L'obiettivo del Libyan Energy Fund, il fondo sovrano che avrebbe dovuto acquisire la partecipazione in ENI, era di giungere ad ottenere il 10% a fronte di un esborso di circa 6 miliardi di euro. Operazione vantaggiosa per entrambe le parti: la Libia avrebbe rafforzato i legami con un'azienda che estraeva nel paese 800 mila barili di petrolio al giorno (di cui 300 mila di esclusivo utilizzo dell'ENI) investendo parte dell'ingente liquidità accumulata con la vendita di greggio in una delle più redditizie imprese industriali italiane; l'ENI avrebbe consolidato i rapporti con un paese in cui è presente fin dalla fine degli anni '50 con attività di grande valore strategico. La Libia rappresenta per l’ENI il primo paese di produzione su scala mondiale che lì, in prospettiva, aveva stimato investimenti per 15 miliardi di euro. Nel 2010 l'ENI aveva concluso un accordo strategico con la società di Stato libica LNOC, che le ha consentito di prolungare fino al 2042 la durata dei suoi titoli minerari per l'estrazione di petrolio e fino al 2047 quelli per l'estrazione di gas. Il fondo libico sarebbe quindi diventato il secondo azionista dell’ENI dopo lo Stato italiano, che ne possiede il 30% ed esercita sul gruppo una serie di poteri speciali attraverso il ministero dell'Economia e quello dello Sviluppo. Oltre all’ENI la Libia si era dimostrata interessata a Telecom, Impregilo, Terna e Generali e ad altre 4-5 grandi aziende di altri settori”.

La prima partecipazione libica in Italia avvenne nel 1976. La Libia attraverso la Lafico (Libyan Arab Foreign Investment) entrò nel capitale di una FIAT in forte crisi con una quota iniziale di circa il 9,7%, fornendo liquidità fondamentale per il rilancio dell’azienda torinese.

Perché il Governo Gheddafi aveva scelto proprio in Italia le imprese su cui investire? “La rendita da capitale dovrebbe progressivamente sostituire quella petrolifera via via che si sarebbero esaurite le riserve di idrocarburi.

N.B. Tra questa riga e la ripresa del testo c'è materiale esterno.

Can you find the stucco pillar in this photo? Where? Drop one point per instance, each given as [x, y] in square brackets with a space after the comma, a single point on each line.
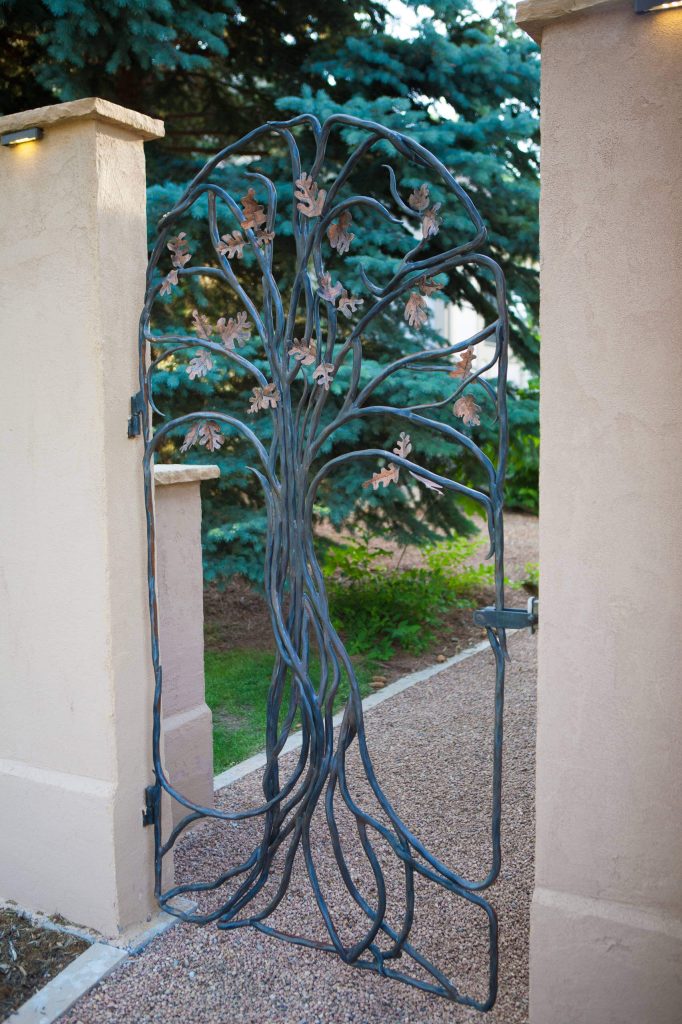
[187, 724]
[77, 685]
[606, 920]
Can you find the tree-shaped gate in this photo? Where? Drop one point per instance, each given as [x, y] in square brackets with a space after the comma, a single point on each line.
[310, 343]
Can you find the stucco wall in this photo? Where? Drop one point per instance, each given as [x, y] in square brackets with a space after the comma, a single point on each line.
[74, 635]
[606, 935]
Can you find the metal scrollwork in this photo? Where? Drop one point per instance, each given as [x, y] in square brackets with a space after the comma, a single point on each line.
[310, 341]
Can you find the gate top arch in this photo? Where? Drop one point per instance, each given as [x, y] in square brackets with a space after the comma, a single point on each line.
[301, 345]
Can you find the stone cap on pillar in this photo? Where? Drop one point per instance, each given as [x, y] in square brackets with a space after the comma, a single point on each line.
[90, 109]
[533, 15]
[172, 473]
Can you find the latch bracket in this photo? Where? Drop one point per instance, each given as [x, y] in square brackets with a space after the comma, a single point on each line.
[509, 619]
[135, 419]
[150, 814]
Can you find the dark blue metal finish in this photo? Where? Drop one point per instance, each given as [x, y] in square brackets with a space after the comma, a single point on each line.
[291, 469]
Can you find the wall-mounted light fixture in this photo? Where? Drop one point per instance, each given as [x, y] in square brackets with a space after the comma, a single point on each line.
[26, 135]
[650, 6]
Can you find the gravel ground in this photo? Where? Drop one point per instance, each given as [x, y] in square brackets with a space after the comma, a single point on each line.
[430, 748]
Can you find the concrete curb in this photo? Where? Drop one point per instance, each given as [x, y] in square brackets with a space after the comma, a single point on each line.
[294, 742]
[93, 965]
[77, 979]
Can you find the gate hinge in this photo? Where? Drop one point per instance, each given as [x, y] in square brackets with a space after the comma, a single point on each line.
[152, 800]
[135, 420]
[509, 619]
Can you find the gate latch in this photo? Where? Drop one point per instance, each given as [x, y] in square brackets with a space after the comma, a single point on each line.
[509, 619]
[135, 420]
[152, 795]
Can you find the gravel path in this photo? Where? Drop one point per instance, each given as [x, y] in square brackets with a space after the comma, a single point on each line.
[430, 748]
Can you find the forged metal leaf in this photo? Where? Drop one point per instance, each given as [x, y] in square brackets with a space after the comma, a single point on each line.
[202, 325]
[463, 367]
[210, 435]
[263, 397]
[467, 410]
[310, 198]
[263, 238]
[389, 474]
[190, 437]
[427, 286]
[431, 484]
[304, 353]
[339, 236]
[403, 446]
[235, 331]
[329, 291]
[416, 310]
[431, 221]
[349, 303]
[179, 250]
[324, 374]
[168, 282]
[419, 199]
[232, 245]
[254, 214]
[200, 365]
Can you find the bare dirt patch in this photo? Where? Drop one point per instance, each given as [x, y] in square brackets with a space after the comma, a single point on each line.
[238, 616]
[30, 956]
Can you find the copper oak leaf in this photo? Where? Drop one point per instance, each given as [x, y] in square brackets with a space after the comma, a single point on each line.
[349, 303]
[427, 286]
[254, 214]
[310, 198]
[419, 199]
[324, 374]
[389, 474]
[467, 410]
[339, 236]
[431, 221]
[202, 325]
[231, 245]
[168, 282]
[463, 367]
[416, 310]
[431, 484]
[263, 397]
[200, 365]
[233, 331]
[207, 433]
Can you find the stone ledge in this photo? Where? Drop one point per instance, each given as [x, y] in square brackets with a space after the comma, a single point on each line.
[533, 15]
[184, 474]
[90, 109]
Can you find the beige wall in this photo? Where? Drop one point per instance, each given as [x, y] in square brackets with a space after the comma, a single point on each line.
[75, 751]
[187, 721]
[606, 932]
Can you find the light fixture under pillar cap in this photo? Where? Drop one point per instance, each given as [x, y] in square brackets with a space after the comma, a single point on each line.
[25, 135]
[651, 6]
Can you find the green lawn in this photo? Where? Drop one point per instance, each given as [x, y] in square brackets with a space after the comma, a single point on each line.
[237, 684]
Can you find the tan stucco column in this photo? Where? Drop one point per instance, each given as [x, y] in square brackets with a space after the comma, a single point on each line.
[76, 679]
[606, 923]
[187, 721]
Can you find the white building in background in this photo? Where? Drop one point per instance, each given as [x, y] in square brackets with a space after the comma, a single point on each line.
[459, 323]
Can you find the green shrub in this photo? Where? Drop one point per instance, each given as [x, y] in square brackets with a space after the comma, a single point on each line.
[379, 608]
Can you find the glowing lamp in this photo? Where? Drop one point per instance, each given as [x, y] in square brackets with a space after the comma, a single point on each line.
[26, 135]
[650, 6]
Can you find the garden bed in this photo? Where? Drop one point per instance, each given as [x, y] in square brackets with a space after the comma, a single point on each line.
[30, 956]
[428, 600]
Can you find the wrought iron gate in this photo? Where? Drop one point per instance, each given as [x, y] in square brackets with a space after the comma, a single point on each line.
[301, 353]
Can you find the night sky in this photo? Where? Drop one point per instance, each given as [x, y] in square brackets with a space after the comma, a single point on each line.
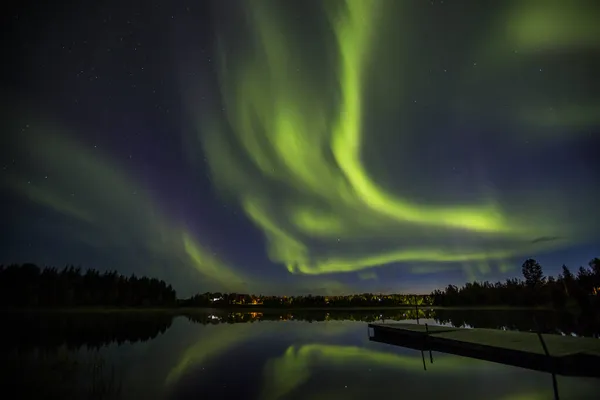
[293, 147]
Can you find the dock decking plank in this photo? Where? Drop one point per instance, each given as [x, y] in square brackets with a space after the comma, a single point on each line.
[567, 354]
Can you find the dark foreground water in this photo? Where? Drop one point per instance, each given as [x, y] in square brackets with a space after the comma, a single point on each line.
[254, 356]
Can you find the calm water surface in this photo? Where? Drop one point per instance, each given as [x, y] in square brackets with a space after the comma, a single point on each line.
[160, 357]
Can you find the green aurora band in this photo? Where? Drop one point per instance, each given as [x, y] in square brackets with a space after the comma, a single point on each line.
[291, 145]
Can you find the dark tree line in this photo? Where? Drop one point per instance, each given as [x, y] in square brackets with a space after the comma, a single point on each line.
[27, 285]
[218, 299]
[567, 289]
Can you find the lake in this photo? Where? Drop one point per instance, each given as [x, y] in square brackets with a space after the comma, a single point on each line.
[271, 355]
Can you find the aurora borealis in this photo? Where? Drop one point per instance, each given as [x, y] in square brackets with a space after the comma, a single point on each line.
[294, 147]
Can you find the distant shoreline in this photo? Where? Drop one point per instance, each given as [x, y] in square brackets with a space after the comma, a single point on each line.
[249, 309]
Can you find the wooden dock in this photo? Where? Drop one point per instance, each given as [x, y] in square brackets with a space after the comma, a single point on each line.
[556, 354]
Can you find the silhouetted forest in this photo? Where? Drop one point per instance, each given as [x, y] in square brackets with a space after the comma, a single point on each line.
[545, 321]
[218, 299]
[566, 289]
[27, 285]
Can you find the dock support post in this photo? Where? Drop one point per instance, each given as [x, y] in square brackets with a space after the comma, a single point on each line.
[554, 382]
[427, 341]
[417, 310]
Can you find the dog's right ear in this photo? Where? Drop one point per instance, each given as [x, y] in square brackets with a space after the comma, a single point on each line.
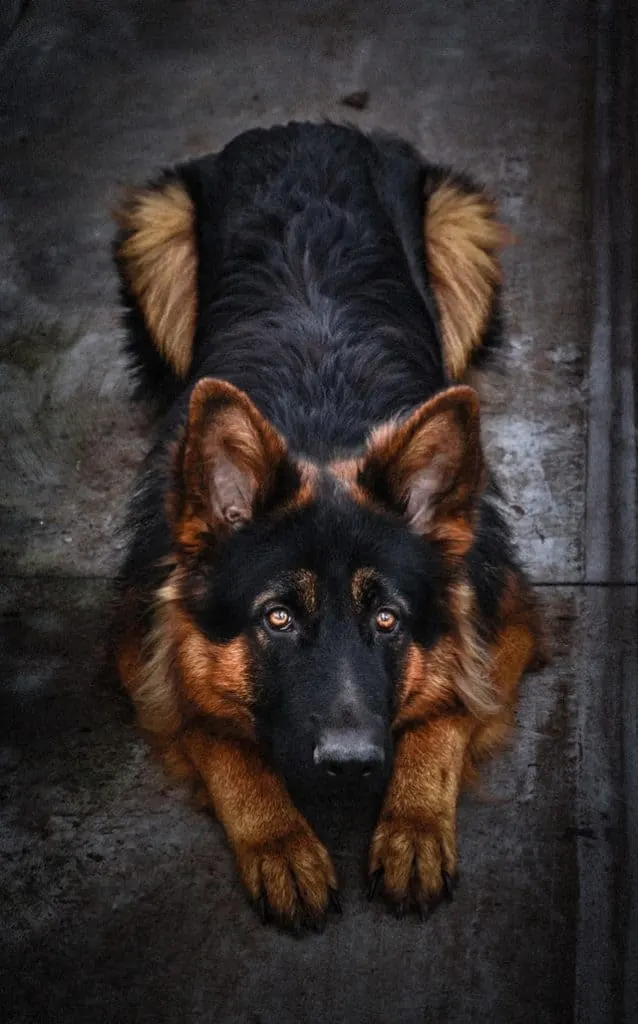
[157, 256]
[231, 465]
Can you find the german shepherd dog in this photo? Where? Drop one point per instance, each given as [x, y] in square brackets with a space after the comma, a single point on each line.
[320, 587]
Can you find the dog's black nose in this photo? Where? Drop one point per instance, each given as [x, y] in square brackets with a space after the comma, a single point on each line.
[349, 753]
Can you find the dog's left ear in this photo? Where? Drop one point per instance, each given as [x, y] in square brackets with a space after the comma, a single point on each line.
[431, 468]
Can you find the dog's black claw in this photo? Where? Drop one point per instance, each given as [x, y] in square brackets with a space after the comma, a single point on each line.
[399, 909]
[449, 886]
[262, 908]
[373, 884]
[424, 910]
[335, 902]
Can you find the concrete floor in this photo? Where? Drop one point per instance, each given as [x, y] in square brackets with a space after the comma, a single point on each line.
[119, 900]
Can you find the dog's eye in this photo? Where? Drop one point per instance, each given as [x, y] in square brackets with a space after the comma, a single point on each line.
[386, 621]
[279, 619]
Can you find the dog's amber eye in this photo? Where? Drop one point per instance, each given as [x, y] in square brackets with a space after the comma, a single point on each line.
[386, 621]
[279, 619]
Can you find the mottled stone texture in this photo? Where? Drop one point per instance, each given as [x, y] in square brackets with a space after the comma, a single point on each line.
[119, 899]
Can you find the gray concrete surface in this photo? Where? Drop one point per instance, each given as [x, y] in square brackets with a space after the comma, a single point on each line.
[119, 899]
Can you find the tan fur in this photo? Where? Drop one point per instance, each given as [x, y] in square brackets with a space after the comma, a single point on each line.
[278, 853]
[415, 839]
[462, 240]
[159, 259]
[433, 462]
[455, 667]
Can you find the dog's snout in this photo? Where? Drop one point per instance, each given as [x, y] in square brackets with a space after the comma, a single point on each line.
[349, 753]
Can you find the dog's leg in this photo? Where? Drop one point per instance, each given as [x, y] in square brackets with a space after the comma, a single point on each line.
[414, 848]
[282, 862]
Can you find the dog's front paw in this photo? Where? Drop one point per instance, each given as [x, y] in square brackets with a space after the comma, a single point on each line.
[291, 878]
[413, 861]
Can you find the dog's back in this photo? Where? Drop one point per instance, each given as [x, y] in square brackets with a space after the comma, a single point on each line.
[308, 286]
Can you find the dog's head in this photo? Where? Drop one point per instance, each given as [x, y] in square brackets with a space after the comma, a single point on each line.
[324, 607]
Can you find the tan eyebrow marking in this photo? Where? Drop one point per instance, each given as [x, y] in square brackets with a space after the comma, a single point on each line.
[360, 582]
[303, 582]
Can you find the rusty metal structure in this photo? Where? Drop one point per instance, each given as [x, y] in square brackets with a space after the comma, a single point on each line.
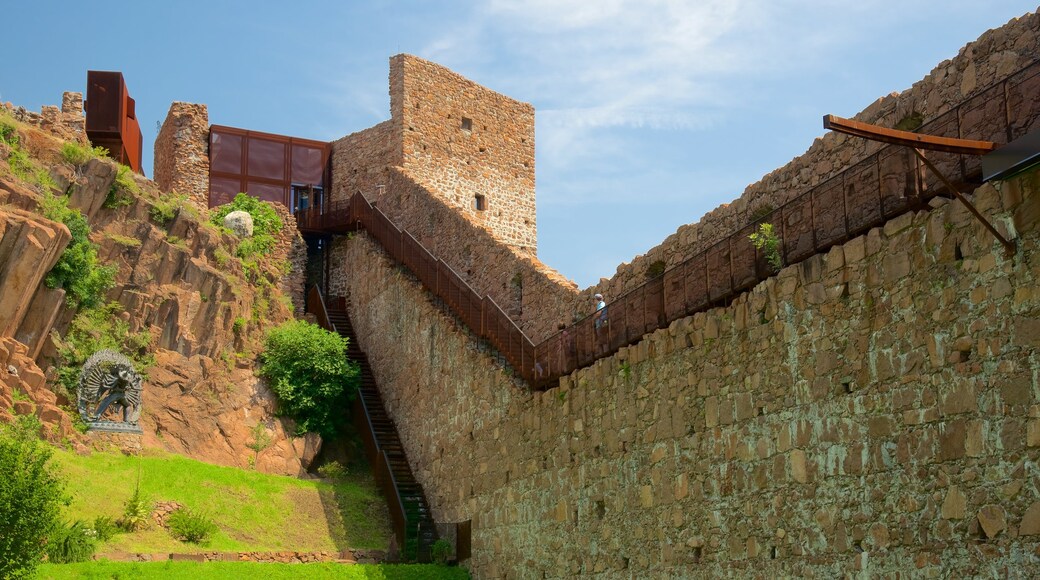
[111, 117]
[279, 168]
[888, 182]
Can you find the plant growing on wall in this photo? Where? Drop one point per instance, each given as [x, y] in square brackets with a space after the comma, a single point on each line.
[308, 370]
[768, 242]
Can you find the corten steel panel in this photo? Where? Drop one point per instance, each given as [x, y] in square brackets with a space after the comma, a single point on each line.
[898, 172]
[675, 292]
[743, 257]
[983, 117]
[308, 167]
[266, 159]
[653, 304]
[223, 190]
[862, 195]
[720, 277]
[1023, 101]
[950, 163]
[226, 152]
[104, 104]
[828, 213]
[697, 283]
[798, 240]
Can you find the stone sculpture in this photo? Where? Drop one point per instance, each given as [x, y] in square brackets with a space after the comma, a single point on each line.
[109, 392]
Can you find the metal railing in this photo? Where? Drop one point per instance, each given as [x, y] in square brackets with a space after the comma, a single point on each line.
[885, 184]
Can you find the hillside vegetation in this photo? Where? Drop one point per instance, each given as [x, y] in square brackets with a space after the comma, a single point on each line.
[253, 511]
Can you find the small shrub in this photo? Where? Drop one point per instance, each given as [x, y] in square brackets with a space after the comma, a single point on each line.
[125, 241]
[166, 207]
[261, 441]
[136, 511]
[78, 270]
[308, 370]
[655, 269]
[73, 543]
[31, 496]
[768, 242]
[105, 528]
[441, 551]
[265, 225]
[334, 471]
[191, 526]
[122, 185]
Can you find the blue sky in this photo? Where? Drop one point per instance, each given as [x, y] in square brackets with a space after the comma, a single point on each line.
[649, 112]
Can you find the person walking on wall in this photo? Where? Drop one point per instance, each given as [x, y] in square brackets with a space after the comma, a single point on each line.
[600, 323]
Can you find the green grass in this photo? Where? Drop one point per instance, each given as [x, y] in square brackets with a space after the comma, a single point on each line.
[254, 511]
[198, 571]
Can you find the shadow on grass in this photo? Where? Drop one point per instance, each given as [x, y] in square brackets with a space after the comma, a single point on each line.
[354, 506]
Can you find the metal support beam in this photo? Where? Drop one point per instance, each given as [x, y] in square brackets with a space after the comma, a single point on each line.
[917, 141]
[1009, 245]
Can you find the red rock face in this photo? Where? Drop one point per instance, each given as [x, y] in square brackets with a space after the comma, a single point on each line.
[177, 282]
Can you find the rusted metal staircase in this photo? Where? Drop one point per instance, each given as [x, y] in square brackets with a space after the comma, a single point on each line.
[410, 512]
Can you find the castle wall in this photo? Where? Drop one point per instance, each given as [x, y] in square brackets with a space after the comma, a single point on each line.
[181, 155]
[462, 140]
[526, 289]
[994, 56]
[874, 410]
[361, 161]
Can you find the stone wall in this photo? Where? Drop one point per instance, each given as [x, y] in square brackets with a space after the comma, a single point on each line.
[874, 410]
[361, 161]
[994, 56]
[66, 122]
[462, 140]
[525, 288]
[181, 161]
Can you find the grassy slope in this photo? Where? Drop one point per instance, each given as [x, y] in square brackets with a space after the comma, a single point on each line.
[254, 511]
[196, 571]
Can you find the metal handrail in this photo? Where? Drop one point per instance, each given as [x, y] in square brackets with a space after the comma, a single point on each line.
[822, 216]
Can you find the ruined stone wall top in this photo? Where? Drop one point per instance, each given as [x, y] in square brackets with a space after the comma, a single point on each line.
[182, 153]
[994, 56]
[464, 141]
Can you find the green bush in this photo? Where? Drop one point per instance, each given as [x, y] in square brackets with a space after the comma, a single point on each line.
[334, 471]
[309, 372]
[73, 543]
[78, 270]
[31, 496]
[79, 154]
[105, 528]
[190, 526]
[265, 223]
[136, 511]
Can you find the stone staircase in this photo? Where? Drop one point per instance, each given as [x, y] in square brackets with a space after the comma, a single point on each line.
[420, 531]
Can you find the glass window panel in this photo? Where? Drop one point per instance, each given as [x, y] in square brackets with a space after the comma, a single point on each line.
[266, 159]
[223, 190]
[226, 153]
[307, 167]
[267, 191]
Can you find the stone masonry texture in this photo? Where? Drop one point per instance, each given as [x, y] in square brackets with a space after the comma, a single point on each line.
[182, 153]
[871, 411]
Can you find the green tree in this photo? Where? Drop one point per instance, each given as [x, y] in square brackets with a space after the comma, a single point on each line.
[31, 496]
[309, 372]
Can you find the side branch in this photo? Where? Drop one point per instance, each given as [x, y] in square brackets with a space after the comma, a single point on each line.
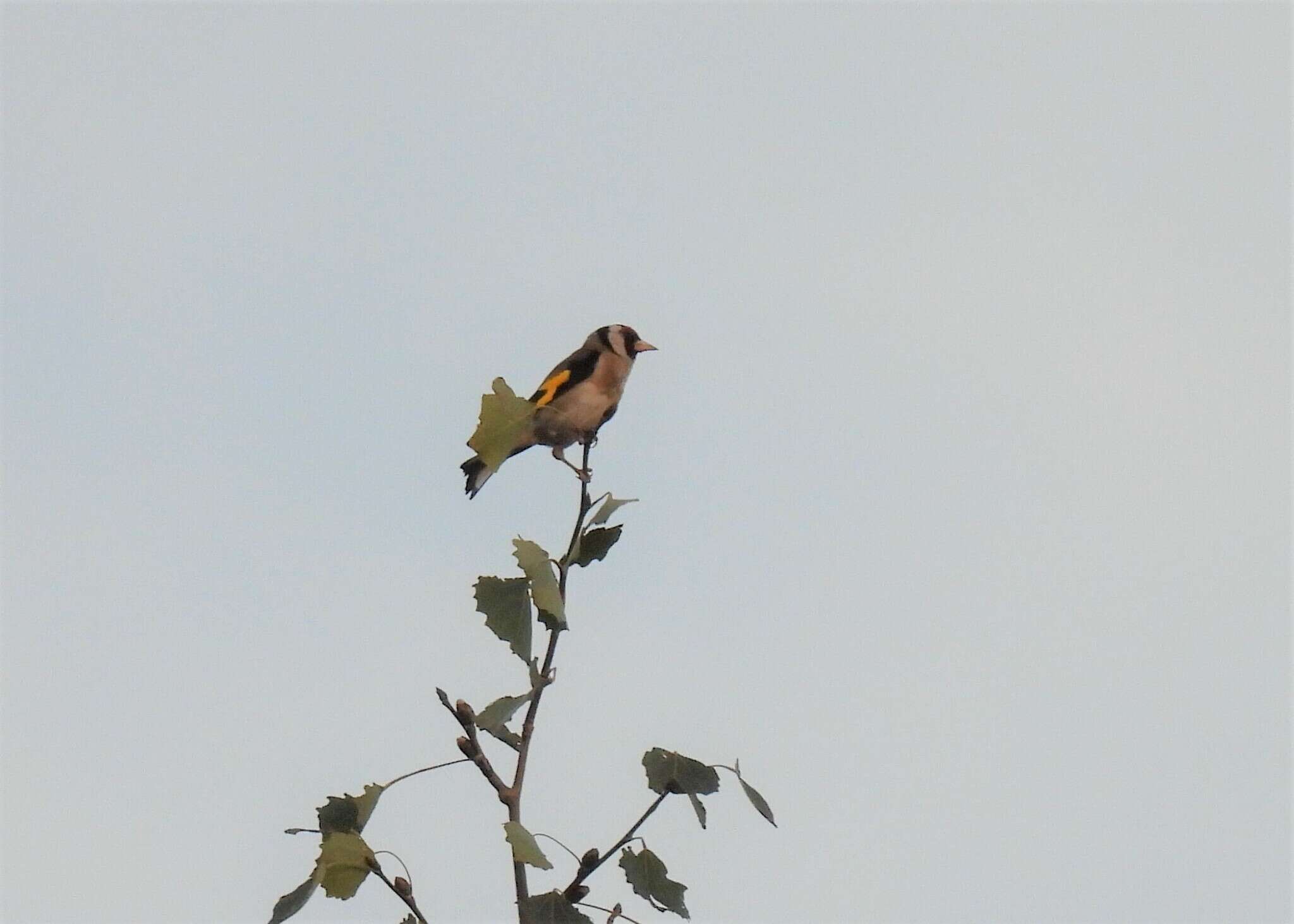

Essere azionisti in società che operano in questi settori sarebbe risultata, poi, una garanzia rispetto agli investimenti italiani in Libia. Fino a prima della guerra esisteva un clima favorevole alle relazioni economiche. Secondo il Rapporto del Gruppo di Riflessione Strategica del ministero degli Affari Esteri (Rapporto 2020), con i paesi con i quali l’Italia è maggiormente legata dal punto di vista energetico (da Libia, Russia, Algeria e Norvegia l’80% delle importazioni) vanno costruiti, o rinsaldati, rapporti politici, economici e commerciali che favoriscano una maggiore interdipendenza, sviluppando investimenti in tali paesi anche in aree strategiche quali il sistema finanziario, l’industria di alta tecnologia e le infrastrutture”, dice ancora Cestari.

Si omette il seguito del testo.